Consequently, TC and thermal diffusivity are considered the key properties responsible for assessing the heat transfer performance of NFs, where enhancing those properties leads to a better heat transfer efficiency of the thermal systems [5,8,32]. Most studies in the field have focused on investigating the TC of NFs [49]. Nevertheless, some types of NFs such as SiC and BN are still not adequately investigated to explore their real thermophysical properties under different conditions and factors such as concentrations and temperatures.

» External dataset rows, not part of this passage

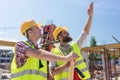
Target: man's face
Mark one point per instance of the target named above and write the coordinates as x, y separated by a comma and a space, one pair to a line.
65, 36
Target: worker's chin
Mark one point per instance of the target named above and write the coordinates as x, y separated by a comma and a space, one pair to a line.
67, 39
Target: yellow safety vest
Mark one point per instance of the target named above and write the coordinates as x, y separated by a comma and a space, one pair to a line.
30, 70
80, 64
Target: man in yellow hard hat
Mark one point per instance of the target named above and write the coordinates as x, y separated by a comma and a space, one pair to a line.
29, 62
59, 69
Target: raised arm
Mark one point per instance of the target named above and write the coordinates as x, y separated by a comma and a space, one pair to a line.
81, 39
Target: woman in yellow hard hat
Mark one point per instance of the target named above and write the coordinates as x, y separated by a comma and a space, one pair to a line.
29, 61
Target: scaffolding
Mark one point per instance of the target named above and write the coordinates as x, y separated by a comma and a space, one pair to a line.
107, 70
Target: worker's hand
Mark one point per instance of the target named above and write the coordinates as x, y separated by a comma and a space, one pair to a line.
90, 10
72, 56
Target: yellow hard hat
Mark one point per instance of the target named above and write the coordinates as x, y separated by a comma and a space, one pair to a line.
28, 24
57, 31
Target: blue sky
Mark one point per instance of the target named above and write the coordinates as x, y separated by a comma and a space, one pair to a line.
70, 13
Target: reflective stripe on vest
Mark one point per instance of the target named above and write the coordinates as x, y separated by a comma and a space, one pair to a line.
35, 72
30, 70
64, 79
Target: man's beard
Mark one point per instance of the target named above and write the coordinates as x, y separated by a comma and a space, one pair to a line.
67, 39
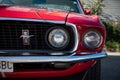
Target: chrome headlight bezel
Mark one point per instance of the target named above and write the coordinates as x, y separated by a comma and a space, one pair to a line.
92, 39
57, 37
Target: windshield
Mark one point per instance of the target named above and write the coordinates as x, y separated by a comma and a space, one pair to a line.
66, 5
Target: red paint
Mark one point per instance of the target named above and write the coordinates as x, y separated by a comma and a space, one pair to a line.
32, 13
79, 67
82, 22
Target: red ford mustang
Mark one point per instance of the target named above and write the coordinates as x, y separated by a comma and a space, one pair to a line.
49, 39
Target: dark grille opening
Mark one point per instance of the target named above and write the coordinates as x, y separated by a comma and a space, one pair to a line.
38, 66
10, 32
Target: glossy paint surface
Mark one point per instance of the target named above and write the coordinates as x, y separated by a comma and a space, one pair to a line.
82, 22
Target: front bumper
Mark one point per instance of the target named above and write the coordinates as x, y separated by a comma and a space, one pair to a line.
30, 59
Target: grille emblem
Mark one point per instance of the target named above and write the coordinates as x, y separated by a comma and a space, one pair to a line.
26, 37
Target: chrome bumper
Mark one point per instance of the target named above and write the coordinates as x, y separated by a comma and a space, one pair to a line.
30, 59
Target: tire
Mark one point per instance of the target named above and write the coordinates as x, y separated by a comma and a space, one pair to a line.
94, 73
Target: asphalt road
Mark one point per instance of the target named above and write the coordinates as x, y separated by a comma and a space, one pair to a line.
111, 67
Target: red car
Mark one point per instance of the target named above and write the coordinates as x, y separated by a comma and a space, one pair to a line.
50, 39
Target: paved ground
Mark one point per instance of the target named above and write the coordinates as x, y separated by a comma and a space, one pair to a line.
111, 67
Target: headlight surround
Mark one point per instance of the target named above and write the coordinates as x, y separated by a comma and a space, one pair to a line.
92, 39
58, 37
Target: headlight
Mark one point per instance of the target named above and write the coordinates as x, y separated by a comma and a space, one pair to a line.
92, 39
58, 37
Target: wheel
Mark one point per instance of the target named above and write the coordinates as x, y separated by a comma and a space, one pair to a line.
94, 73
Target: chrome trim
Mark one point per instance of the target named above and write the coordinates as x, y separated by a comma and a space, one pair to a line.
29, 59
50, 21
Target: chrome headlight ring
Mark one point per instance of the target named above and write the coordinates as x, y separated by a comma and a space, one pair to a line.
57, 37
92, 39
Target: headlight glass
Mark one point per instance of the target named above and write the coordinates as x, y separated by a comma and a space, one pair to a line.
58, 38
92, 39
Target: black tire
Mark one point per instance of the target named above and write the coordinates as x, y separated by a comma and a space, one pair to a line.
94, 73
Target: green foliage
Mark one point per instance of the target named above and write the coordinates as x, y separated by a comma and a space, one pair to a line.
94, 5
113, 36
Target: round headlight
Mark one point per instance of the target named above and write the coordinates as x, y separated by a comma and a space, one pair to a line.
92, 39
58, 38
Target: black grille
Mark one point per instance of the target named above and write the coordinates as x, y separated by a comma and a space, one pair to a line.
10, 32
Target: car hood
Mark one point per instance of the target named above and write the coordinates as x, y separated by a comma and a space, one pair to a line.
82, 19
46, 14
32, 13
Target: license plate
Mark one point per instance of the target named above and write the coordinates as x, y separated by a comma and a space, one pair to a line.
6, 66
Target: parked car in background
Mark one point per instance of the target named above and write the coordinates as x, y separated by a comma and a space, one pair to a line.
49, 39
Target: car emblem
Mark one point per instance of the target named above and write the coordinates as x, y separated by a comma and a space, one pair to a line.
26, 37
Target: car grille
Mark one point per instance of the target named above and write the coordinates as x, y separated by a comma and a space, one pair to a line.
10, 32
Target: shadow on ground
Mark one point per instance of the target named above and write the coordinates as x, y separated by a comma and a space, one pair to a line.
110, 68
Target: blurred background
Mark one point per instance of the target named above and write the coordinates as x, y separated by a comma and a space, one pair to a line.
109, 13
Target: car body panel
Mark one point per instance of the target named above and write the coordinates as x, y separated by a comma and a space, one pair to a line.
82, 23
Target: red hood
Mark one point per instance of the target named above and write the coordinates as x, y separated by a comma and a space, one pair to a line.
83, 19
46, 14
32, 13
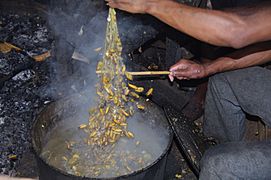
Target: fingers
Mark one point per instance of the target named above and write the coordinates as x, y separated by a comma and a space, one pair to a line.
171, 77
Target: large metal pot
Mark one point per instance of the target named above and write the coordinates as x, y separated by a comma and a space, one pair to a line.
58, 111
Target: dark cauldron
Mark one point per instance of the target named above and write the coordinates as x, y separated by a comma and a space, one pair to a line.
59, 110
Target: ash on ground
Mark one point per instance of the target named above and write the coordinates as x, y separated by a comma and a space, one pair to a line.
22, 85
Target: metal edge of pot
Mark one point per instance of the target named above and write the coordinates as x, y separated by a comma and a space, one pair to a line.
38, 157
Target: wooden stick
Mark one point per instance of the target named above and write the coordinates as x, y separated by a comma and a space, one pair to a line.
144, 73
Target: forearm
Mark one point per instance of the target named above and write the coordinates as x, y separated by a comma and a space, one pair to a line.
219, 28
227, 63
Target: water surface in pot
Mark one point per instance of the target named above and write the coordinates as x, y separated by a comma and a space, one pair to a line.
65, 147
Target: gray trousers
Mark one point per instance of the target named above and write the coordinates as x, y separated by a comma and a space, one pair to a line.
229, 96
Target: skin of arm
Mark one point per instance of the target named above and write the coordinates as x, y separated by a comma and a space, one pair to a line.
235, 28
250, 56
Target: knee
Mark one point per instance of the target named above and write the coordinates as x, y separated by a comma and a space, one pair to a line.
212, 164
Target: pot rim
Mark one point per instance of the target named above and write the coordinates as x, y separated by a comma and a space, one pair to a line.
35, 149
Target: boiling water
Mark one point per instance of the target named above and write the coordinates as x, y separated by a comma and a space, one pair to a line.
65, 148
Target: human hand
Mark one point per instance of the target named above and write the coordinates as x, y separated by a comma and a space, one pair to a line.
186, 69
132, 6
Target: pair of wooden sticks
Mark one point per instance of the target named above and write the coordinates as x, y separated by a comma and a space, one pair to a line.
144, 73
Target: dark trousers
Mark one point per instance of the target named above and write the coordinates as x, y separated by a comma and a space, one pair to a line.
229, 96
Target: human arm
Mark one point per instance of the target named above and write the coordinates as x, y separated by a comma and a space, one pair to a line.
250, 56
236, 28
2, 177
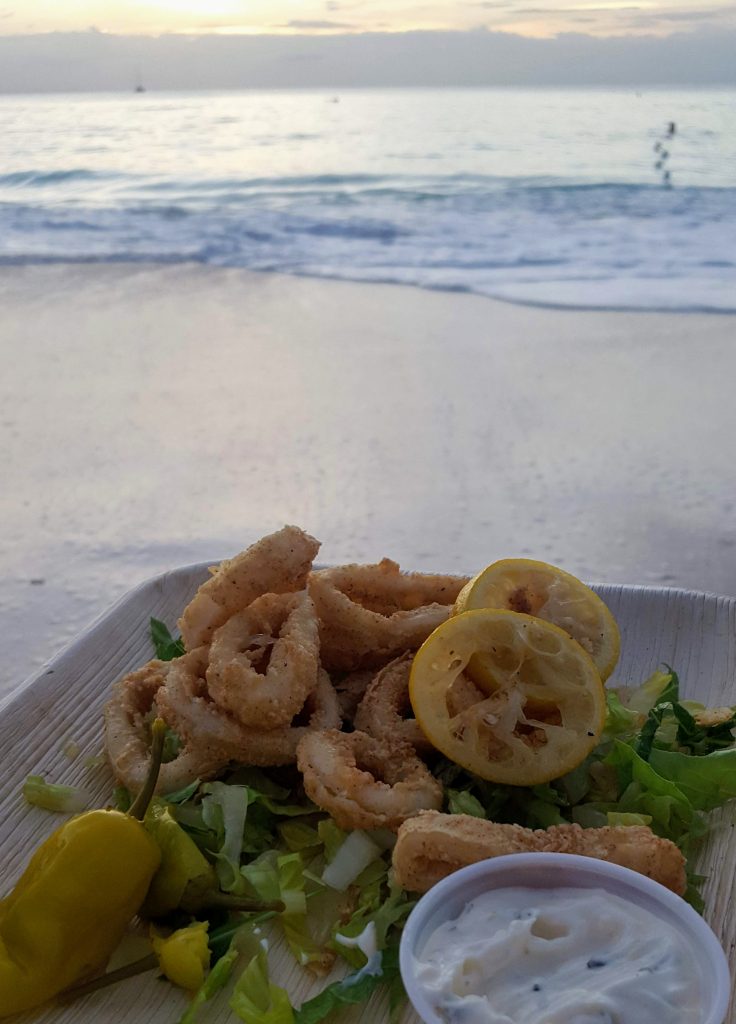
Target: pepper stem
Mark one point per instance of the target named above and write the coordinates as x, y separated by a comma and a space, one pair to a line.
140, 805
112, 978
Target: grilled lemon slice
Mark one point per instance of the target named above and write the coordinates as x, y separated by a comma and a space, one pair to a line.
535, 715
542, 590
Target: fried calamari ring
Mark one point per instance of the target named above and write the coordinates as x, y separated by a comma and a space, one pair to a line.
364, 782
187, 707
127, 734
432, 846
351, 689
264, 660
386, 709
371, 613
275, 564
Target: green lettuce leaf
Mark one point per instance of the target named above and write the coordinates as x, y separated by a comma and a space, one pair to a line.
166, 646
213, 983
706, 781
52, 797
353, 988
256, 999
224, 809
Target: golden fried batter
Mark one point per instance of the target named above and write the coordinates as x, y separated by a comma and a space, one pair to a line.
364, 782
432, 846
371, 613
277, 563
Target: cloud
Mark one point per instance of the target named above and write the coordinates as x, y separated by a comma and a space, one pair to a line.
68, 61
308, 24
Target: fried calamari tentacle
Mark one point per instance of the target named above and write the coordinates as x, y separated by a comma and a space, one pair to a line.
264, 660
127, 733
364, 782
371, 613
432, 846
275, 564
386, 709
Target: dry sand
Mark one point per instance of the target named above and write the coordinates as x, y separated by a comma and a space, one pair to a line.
154, 416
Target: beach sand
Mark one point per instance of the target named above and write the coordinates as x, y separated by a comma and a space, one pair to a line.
155, 416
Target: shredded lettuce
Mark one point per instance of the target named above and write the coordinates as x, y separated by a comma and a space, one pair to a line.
51, 797
706, 781
224, 809
214, 982
256, 999
166, 646
350, 859
358, 986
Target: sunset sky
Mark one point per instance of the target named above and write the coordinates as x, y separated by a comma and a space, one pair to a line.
527, 17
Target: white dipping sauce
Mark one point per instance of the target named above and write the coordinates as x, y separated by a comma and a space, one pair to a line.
559, 956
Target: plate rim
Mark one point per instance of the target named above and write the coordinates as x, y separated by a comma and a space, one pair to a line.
36, 677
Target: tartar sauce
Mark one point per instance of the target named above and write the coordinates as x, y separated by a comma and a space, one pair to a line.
522, 955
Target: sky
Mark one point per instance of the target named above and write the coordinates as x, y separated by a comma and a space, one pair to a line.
71, 45
527, 17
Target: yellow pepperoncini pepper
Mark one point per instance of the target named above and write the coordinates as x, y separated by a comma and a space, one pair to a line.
185, 877
73, 903
183, 955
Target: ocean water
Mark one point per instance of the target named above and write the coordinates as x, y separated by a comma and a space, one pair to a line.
533, 196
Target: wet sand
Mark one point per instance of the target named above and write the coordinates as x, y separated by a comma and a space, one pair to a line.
155, 416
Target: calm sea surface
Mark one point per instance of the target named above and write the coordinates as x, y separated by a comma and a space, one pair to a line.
548, 197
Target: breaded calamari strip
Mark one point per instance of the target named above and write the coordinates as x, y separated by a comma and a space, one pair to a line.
371, 613
127, 734
386, 709
431, 846
277, 563
365, 782
264, 659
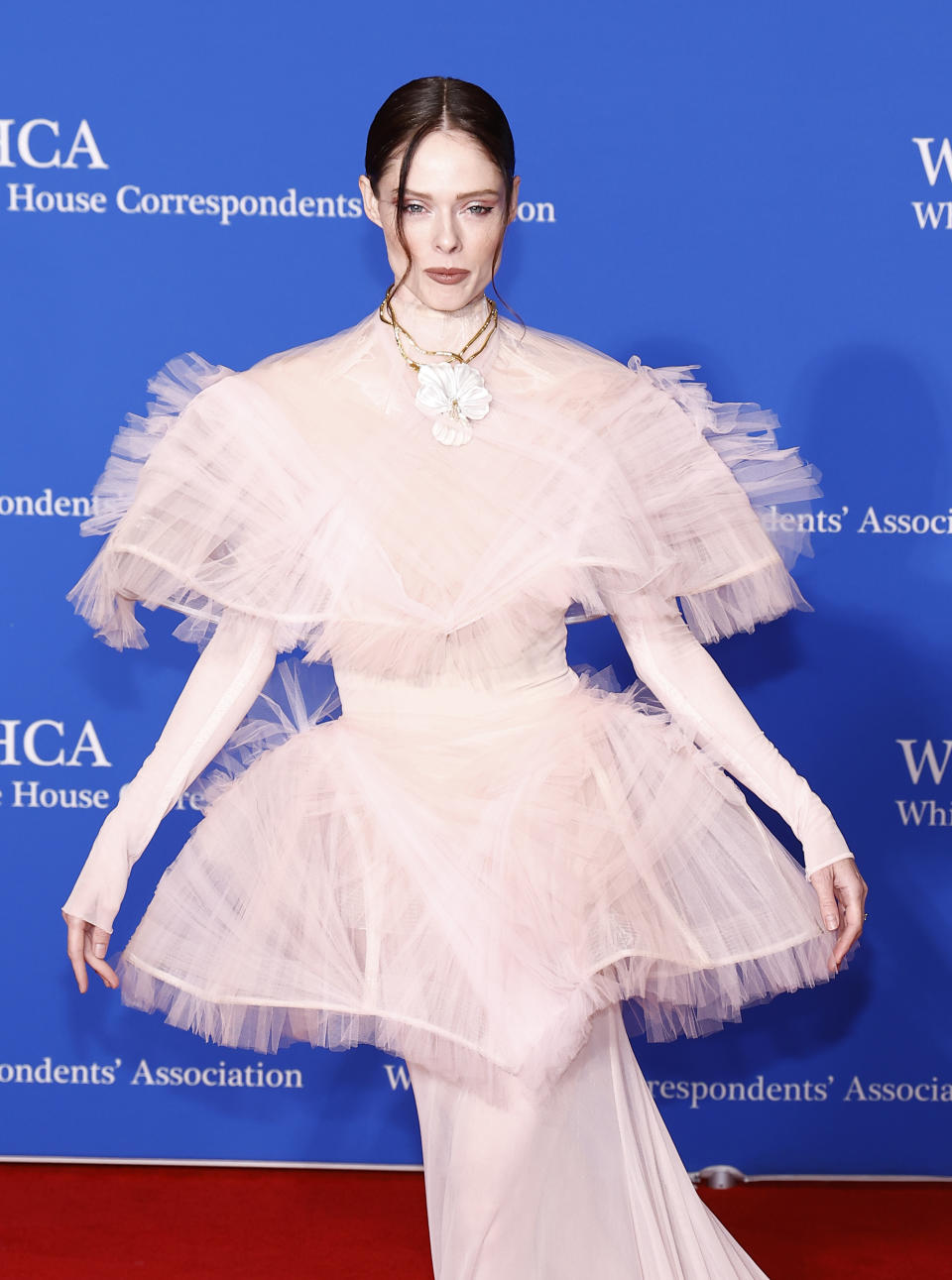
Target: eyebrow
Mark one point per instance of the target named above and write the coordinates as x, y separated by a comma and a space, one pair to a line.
468, 194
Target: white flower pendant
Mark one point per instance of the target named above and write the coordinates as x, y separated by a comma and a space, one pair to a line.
453, 395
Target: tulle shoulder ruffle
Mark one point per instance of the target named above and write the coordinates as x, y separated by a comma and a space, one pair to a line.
198, 502
721, 498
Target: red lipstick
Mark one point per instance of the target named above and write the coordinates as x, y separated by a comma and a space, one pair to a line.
446, 276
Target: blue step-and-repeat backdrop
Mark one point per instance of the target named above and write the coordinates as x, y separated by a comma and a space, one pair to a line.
761, 189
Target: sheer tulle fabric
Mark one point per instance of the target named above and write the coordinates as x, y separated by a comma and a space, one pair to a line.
463, 878
485, 848
580, 1180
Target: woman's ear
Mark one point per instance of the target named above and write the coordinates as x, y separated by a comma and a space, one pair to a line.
515, 200
371, 205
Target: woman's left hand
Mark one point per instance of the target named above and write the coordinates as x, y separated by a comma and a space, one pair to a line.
842, 895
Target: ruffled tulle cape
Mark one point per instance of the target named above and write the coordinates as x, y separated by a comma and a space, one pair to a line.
485, 848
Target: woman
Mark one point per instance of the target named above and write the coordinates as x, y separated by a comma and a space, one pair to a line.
488, 850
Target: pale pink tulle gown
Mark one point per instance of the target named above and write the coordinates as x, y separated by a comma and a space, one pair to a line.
488, 850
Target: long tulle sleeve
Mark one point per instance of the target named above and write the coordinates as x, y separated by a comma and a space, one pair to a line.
224, 682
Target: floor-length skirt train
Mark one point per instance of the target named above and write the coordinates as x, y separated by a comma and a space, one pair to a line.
582, 1180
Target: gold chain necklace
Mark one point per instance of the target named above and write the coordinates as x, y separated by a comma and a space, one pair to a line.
388, 316
450, 392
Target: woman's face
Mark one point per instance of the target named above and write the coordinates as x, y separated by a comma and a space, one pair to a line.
453, 218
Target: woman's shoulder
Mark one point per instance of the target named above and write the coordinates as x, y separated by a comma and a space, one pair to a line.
577, 370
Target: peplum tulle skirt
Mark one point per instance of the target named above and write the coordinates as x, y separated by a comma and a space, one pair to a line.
465, 876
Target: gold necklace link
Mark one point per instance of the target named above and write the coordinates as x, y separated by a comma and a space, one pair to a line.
388, 316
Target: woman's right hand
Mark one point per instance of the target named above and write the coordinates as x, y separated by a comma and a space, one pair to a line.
86, 944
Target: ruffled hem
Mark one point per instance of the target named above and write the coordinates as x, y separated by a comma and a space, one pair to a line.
663, 1006
189, 963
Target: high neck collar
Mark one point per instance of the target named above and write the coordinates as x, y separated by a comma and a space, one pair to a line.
437, 330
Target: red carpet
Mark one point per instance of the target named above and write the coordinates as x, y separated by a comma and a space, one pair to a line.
114, 1222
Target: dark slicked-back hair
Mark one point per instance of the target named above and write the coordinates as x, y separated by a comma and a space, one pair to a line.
422, 106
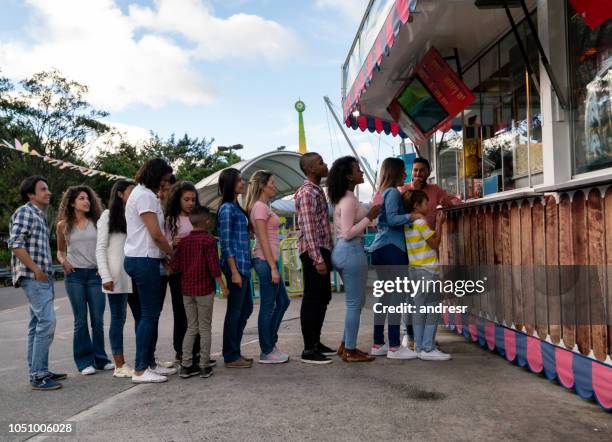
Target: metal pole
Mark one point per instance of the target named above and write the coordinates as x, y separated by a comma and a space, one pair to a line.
363, 166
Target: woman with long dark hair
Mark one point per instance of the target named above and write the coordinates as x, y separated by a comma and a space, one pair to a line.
233, 229
115, 282
389, 256
145, 247
273, 294
79, 212
348, 257
179, 202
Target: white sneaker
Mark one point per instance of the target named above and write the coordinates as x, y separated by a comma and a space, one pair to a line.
434, 355
379, 350
87, 371
123, 372
148, 376
166, 364
163, 371
401, 353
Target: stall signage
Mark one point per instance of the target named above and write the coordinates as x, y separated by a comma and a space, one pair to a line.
430, 99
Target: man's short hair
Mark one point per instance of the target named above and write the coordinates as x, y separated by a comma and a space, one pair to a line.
28, 186
198, 214
306, 159
422, 161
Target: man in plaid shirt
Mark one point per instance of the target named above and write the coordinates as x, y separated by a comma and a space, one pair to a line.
31, 268
315, 245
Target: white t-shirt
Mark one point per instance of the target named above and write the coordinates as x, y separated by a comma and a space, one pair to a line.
139, 243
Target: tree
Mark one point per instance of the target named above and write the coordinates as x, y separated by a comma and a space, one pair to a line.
50, 113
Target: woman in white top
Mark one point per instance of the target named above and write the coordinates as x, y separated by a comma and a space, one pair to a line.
115, 282
145, 248
348, 257
76, 251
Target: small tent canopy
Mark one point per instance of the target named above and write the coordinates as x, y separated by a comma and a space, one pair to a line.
284, 165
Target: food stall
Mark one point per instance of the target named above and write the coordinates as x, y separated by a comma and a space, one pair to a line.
511, 103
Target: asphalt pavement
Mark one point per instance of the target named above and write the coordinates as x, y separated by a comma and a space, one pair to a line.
475, 396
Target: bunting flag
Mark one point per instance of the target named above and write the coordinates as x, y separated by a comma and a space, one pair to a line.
589, 378
60, 164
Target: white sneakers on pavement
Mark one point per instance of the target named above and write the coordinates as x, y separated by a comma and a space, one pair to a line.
123, 372
434, 355
87, 371
400, 352
163, 371
148, 377
379, 350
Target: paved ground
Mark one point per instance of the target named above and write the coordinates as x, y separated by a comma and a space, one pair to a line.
476, 396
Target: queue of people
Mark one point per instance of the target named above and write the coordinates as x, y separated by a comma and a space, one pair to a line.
155, 234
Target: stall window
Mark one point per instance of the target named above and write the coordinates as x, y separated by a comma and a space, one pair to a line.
502, 130
591, 92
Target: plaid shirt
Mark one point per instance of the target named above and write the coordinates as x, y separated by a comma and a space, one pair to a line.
29, 231
313, 221
233, 228
196, 258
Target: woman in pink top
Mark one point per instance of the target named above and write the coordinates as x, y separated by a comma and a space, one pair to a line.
349, 258
181, 199
273, 295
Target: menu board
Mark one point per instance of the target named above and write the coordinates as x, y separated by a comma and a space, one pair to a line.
430, 99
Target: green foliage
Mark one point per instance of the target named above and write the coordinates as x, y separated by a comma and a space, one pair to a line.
51, 114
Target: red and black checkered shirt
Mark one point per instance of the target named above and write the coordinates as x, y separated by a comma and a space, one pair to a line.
197, 260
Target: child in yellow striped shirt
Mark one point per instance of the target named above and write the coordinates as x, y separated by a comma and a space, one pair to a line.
422, 246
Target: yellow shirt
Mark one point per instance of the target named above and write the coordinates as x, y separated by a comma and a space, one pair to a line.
420, 254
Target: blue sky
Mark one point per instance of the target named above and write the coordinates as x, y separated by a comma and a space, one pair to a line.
228, 69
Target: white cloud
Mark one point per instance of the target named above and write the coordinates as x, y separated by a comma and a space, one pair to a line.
351, 9
242, 36
136, 58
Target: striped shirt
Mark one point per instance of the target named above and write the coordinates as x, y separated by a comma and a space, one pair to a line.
420, 254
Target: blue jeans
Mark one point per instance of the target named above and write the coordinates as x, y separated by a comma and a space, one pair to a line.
117, 303
273, 304
350, 260
84, 289
146, 278
239, 308
42, 324
425, 325
388, 255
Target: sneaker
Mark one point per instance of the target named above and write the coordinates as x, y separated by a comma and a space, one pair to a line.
325, 350
379, 350
356, 356
164, 371
44, 384
148, 377
238, 363
274, 357
88, 371
206, 372
123, 372
57, 376
166, 364
315, 357
401, 353
434, 355
187, 372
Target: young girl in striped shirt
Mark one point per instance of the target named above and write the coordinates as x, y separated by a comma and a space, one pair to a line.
422, 246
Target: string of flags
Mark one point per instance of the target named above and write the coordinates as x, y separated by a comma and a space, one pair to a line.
60, 164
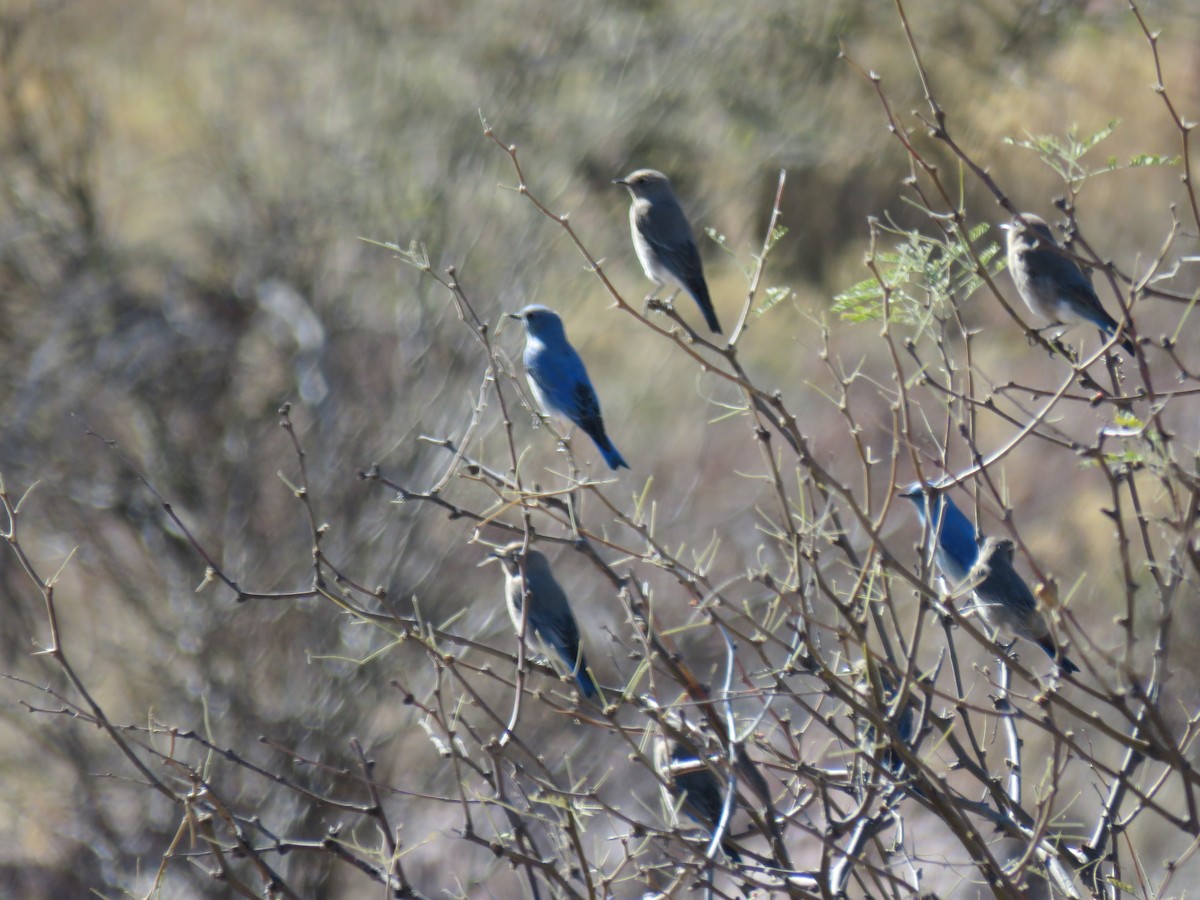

Furthermore, some TPPs such as density, rheological behaviour and viscosity of NFs can negatively influence the thermal performance of NFs, which must be also investigated well [32]. One of the important factors that have an impact on the heat transfer performance of NFs is the density, which can be changed based on the type of base fluid and NP, and NP size, as well as the nanolayer, which is an interfacial layer between the NPs and the base fluids [50]. On the other hand, electrical conductivity is considered one of the important properties of NFs that can be influenced by diverse parameters such as NP type, stability, temperature, etc. [51,52]. The electrical conductivity of the thermal fluid is important, especially for electronic applications where its increase is unfavourable [53]. Furthermore, thermoelectric materials have received important attention for enhancing their performance by adding components such as Zn [54]. However, electrical conductivity has mostly been ignored in the investigations on NFs by the researchers.
Therefore, it becomes clear that there is still a lack of investigations on some types of NFs based on the NP types and the use of base fluids. In addition, apart from the TC, there is a need for a careful investigation of other different TPPs of diverse NFs for their optimum performance in applications. Therefore, this research intends to study experimentally five important properties, namely TC, thermal diffusivity, density, rheology (including viscosity) and electrical conductivity of NFs produced by adding SiC and BN NPs to an EG/DW mixture at low concentrations. The obtained results of this study can fill the gap in knowledge, providing the necessary information for employing NFs for heat transfer systems used in thermal management [46,47,48,55,56,57,58,59].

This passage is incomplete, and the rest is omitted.